Generating a .manifest file is only used when exporting in the .babylon file format. The .manifest file is needed for scene optimization by allowing assets to be loaded from the local IndexedDB of the browser rather than being loaded from the web.
Export Animations Only
Export Animations Only is exactly what it sounds like. This will export abstract meshes, skeletons, and animations for a file excluding meshes, materials, and textures. This is useful if you are splitting your assets between mesh files and animation files and is a normal pipeline in a studio with a team of 3D artists and animators. It is useful for letting multiple people work on the same asset at the same time, each tackling a portion like the mesh or a single animation clip. Once you have a file with just animation data, it's a simple process to retarget the animation in Babylon.js to the final mesh asset.
Export Morph Tangents
Export Morph Targets only applies if there are morph targets in the scene. If that is the case, tangent data from all morphs will be exported. Enable this option if you don’t want Babylon.js to recalculate the tangent data at run time.
Export Morph Normals
Export Morph Normals also only applies if there are morph targets in the scene. Use this option to export the normal data from all morph targets. You would normally want to export the morph target normals, but in a case where the morph target does not change the surface normals of the base mesh you can skip this data in your export. Doing so will reduce the file size of the export.
KHR_lights_punctual is needed if you have any punctual lights – directional lights, point lights, or spot lights – in your scene that you want to export. The renderer will need to know how to handle the punctual lights in the scene - the job of the extension referenced in your .glTF file - to help render the scene correctly. If this option is enabled and you have no lights to export, the extension will not be referenced in the .glTF file.

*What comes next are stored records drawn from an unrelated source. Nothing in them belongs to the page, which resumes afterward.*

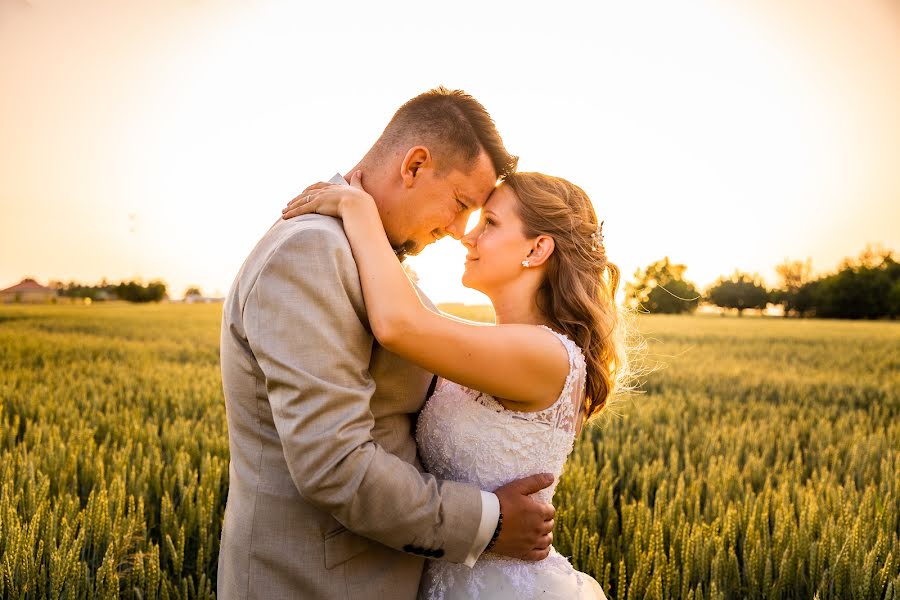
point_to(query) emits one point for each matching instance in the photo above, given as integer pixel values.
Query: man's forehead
(475, 187)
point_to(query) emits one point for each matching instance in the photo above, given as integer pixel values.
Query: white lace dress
(464, 435)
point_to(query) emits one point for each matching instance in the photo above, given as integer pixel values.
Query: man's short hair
(454, 126)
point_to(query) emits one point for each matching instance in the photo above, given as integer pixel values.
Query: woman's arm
(523, 366)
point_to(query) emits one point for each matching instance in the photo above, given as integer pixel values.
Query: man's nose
(468, 240)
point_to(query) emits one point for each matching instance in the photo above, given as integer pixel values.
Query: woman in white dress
(511, 397)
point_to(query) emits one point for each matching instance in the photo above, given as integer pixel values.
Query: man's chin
(407, 248)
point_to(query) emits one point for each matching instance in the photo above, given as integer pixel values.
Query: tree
(740, 291)
(861, 289)
(793, 275)
(661, 288)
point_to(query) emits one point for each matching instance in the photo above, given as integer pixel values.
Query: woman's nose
(468, 240)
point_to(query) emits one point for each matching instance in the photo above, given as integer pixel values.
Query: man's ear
(541, 249)
(417, 158)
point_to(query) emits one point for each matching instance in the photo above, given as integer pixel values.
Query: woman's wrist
(355, 204)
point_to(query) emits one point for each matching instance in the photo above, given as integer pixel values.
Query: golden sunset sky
(160, 138)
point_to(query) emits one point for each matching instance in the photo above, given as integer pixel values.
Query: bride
(511, 397)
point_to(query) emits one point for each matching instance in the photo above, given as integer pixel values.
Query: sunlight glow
(161, 138)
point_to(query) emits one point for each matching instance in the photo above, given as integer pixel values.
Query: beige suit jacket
(326, 498)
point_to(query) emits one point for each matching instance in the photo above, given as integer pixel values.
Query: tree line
(130, 291)
(865, 287)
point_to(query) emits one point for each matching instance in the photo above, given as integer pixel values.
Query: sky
(161, 138)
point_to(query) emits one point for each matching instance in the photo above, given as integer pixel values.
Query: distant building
(198, 299)
(27, 291)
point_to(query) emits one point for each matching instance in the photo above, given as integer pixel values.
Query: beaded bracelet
(496, 533)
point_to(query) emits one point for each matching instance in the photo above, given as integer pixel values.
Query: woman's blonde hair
(578, 294)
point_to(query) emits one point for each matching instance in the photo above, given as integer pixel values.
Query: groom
(327, 498)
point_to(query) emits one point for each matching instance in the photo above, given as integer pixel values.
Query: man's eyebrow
(462, 196)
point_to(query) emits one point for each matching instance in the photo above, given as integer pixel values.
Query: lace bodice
(465, 435)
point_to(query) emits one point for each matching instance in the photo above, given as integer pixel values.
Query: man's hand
(527, 523)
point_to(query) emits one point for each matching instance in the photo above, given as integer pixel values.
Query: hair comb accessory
(597, 238)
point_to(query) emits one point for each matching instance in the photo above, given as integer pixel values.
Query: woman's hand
(328, 199)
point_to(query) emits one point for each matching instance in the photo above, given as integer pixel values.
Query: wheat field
(761, 460)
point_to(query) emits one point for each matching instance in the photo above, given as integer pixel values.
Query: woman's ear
(541, 249)
(416, 158)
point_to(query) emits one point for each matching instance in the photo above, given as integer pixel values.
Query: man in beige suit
(327, 498)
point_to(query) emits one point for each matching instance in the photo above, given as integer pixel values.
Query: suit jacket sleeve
(307, 327)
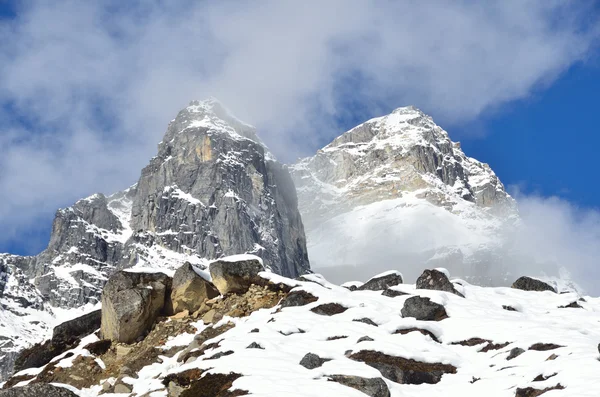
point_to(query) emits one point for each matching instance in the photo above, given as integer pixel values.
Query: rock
(190, 290)
(514, 353)
(373, 387)
(298, 298)
(122, 388)
(423, 309)
(37, 390)
(402, 370)
(212, 317)
(131, 302)
(329, 309)
(312, 361)
(98, 348)
(531, 284)
(380, 283)
(436, 280)
(236, 274)
(542, 347)
(392, 293)
(71, 331)
(531, 392)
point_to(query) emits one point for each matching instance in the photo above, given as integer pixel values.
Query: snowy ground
(275, 370)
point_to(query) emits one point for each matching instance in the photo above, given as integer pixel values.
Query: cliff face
(396, 188)
(213, 189)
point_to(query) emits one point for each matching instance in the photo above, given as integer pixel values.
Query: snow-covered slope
(212, 190)
(494, 342)
(396, 188)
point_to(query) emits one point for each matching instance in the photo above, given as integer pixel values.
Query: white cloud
(89, 87)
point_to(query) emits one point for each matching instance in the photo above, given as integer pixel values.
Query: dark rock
(425, 332)
(298, 298)
(366, 321)
(531, 392)
(131, 303)
(329, 309)
(189, 290)
(392, 293)
(402, 370)
(374, 387)
(382, 282)
(213, 385)
(514, 353)
(423, 309)
(98, 348)
(312, 361)
(236, 276)
(531, 284)
(542, 347)
(37, 390)
(73, 330)
(436, 280)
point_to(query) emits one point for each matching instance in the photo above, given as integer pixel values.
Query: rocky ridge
(213, 190)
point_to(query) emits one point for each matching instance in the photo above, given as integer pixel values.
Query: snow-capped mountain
(396, 190)
(213, 189)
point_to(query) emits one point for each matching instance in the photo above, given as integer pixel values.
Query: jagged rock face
(215, 190)
(397, 188)
(212, 190)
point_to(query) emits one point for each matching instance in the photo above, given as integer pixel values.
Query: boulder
(382, 282)
(131, 302)
(402, 370)
(436, 280)
(37, 390)
(531, 284)
(312, 361)
(236, 274)
(374, 387)
(71, 331)
(423, 309)
(190, 290)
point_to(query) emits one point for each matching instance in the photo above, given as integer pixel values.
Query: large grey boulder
(436, 280)
(190, 290)
(37, 390)
(380, 283)
(531, 284)
(373, 387)
(423, 309)
(236, 274)
(131, 302)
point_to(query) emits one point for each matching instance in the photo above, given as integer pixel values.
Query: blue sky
(86, 93)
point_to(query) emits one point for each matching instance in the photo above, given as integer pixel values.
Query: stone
(73, 330)
(131, 303)
(236, 276)
(189, 290)
(312, 361)
(373, 387)
(531, 284)
(380, 283)
(37, 390)
(514, 353)
(402, 370)
(436, 280)
(298, 298)
(423, 309)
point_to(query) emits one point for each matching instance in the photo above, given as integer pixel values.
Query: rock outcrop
(531, 284)
(190, 290)
(131, 302)
(236, 274)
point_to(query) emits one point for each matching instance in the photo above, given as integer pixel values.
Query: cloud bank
(87, 88)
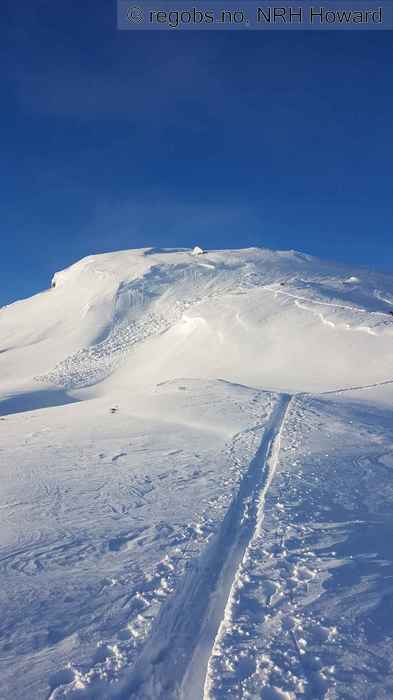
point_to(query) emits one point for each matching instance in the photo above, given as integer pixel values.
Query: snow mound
(275, 320)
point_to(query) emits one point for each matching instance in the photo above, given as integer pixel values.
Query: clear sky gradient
(117, 140)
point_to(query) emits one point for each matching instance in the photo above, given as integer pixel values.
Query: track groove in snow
(175, 660)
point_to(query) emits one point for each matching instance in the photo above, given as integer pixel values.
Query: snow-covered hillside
(196, 458)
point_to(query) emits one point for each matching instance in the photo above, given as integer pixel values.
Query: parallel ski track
(174, 662)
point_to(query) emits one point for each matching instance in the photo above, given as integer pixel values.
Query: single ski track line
(175, 660)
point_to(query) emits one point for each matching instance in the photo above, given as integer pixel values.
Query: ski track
(271, 465)
(174, 661)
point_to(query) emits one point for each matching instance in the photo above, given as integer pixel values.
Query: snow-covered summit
(277, 320)
(201, 505)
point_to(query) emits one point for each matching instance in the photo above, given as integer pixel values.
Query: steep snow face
(180, 517)
(278, 320)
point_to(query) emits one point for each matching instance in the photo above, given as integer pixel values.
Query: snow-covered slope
(269, 319)
(195, 456)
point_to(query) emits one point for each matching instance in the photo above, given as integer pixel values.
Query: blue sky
(225, 139)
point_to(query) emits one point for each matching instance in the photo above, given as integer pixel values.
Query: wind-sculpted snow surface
(101, 515)
(196, 459)
(310, 610)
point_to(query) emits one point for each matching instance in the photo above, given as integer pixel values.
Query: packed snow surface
(196, 459)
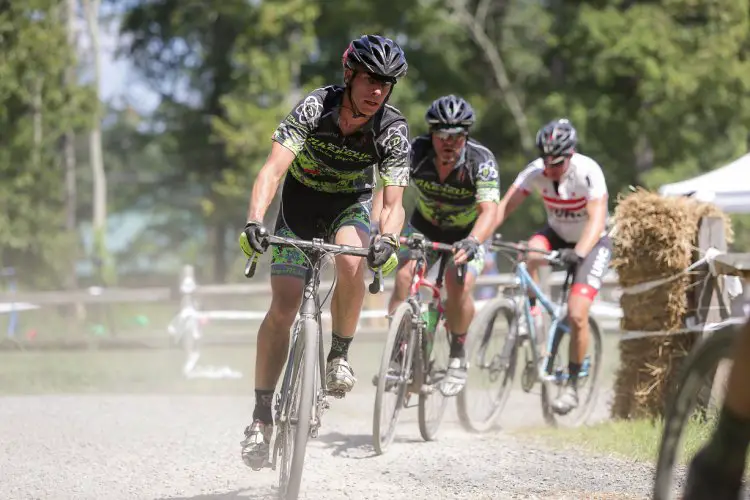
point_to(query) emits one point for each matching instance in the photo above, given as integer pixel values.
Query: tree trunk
(37, 120)
(91, 8)
(69, 152)
(475, 26)
(220, 252)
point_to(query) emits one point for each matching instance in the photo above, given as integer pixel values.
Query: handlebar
(499, 244)
(417, 242)
(320, 245)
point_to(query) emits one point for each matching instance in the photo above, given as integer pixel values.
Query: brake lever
(250, 266)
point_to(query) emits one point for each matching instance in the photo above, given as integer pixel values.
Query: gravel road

KHR_texture_transform is needed if you have any transforms on any texture referenced in any material that uses options like tiling or offset value. Enabling this option will include a reference to the extension which will allow the renderer to apply the correct transforms to your textures. If this option is not enabled, your textures will render in their original state without any transforms applied.
KHR_materials_unlit is needed if you have any unlit materials applied to your asset. Doing so will include a reference to the extension which will allow the renderer to use the correct shader for the unlit materials. If this option is not enabled, any materials you have designated as unlit will render as standard PBR materials in the renderer.